There is a child (or two or three) sleeping in my bed more nights than not. With four total, and all of them still relatively young enough to wake up in the middle of the night sick or scared or wet or thirsty or just alone, it's a nightly event that at least one and sometimes more pad into my room, holding a blanket or a stuffed something that has seen better days.
I roll over and look at the clock. Inevitably, there's a moment where my stomach sinks at the math of how much more sleep I might get if I am lucky. But I always make them some space.
I know it's a controversial subject, and I know (and respect) that it's not for everyone. I know the parenting magazines would probably frown on it. Perhaps more importantly, I know the lack of sleep has likely taken years off my life or, at the very least, made me look like it has.
And yes, I've read the sleep training books and talked to the doctors and let myself fantasize about what it would be like to just once sleep wholly through the night and let me tell you: the prospect is absolutely lovely.

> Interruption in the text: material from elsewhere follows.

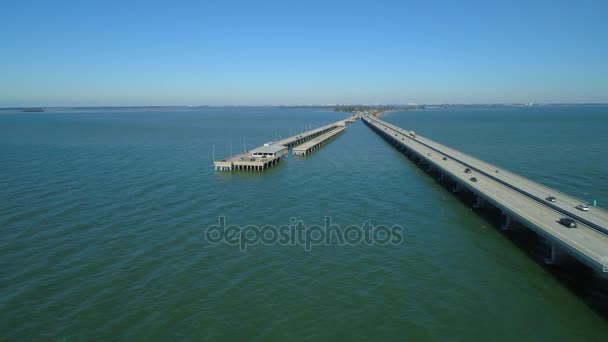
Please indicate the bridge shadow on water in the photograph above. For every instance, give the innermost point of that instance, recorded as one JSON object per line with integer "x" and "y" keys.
{"x": 585, "y": 283}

But I feel like this is something I need to do, and there is a good reason. It's this:
When I was 16, I stopped eating.
It wasn't that simple, and it wasn't all at once or even a conscious decision. Not at first. But I was no longer a kid, and me and my life were both getting big fast, and I knew I needed to do something to try to make us small again because the bigness felt too new and frankly a little bit scary.
But pretty soon, as these things do, the not eating itself got too big – bigger than I could easily handle myself. I lost more weight than I ever meant to, although somehow it still wasn't enough. The anxiety problem that had been a manageable hum in the background of my life before became a loud and constant scream that I couldn't ignore.
Nighttime was the worst because I stopped sleeping. I would toss and turn for hours, trying to convince myself I wasn't hungry and I wasn't sick and I wasn't falling quickly into a hole that was too big for me to pull myself out of alone.
My mother and I were not in the best place then. Neither of us was healthy independently, and together, we were worse than the sum of our parts. But I knew she saw what was happening to me and I knew she was worried as well.
One night, when it all got to be too much, I did something out of desperation that I hadn't done since I was maybe six and scared of thunder: I crept into her room and climbed into her bed.
She didn't say anything, and I assumed she was asleep. But I pulled the covers up and settled my head on her pillow and closed my eyes. And then I felt it, so light I thought I imagined it at first: her hand resting on my back. I'm sure it was the first time we had touched in months. Maybe years.
Sometimes I think that hand saved my life. Or it was the bridge that got me into the next day, which got me into recovery, eventually. At the very least, I know I fell instantly asleep.
For a short while, it became a routine of sorts, one that we never spoke about in the daylight. I don't know if she appreciated those small moments of togetherness we had there like I did or if she just tolerated them because she knew I was sick. She's gone now, so I can't ask. When she died and I found myself unable to sleep again, I was grateful for the memory. I was also grateful for its lesson.
You see, most days I'm not a great mother – not like the ones you see on TV or read about in those same parenting magazines that say my babies should learn to self soothe. My temper is shorter than I'd like, and I make more boxed mac and cheese than anyone should ever admit to.
I am terrible at braiding hair or remembering to sign the thousands of papers that come home every day stuffed into four different backpacks. I’m much too distracted and I’m tired and I make so many mistakes daily that I usually lose count before lunchtime.
But at night, this is still something I can do, what my own mother did for me all those years ago. I can make space. I can let them in, rest my hand lightly on their backs, feel their soft breath as they settle next to me, and – if only just for that moment – help them rest easier in the knowledge that they don't have to be alone.
I know it's not forever, and their need – big now with little-kid troubles, night terrors, bed wetting, things under the bed – will evolve into bigger-kid need and likely then into the not needing at all. It's a prospect that both gets me through my tired days and terrifies me.
But for now, I know this: For as long as I can, I will help them sleep, even if it means that, tonight, I don't.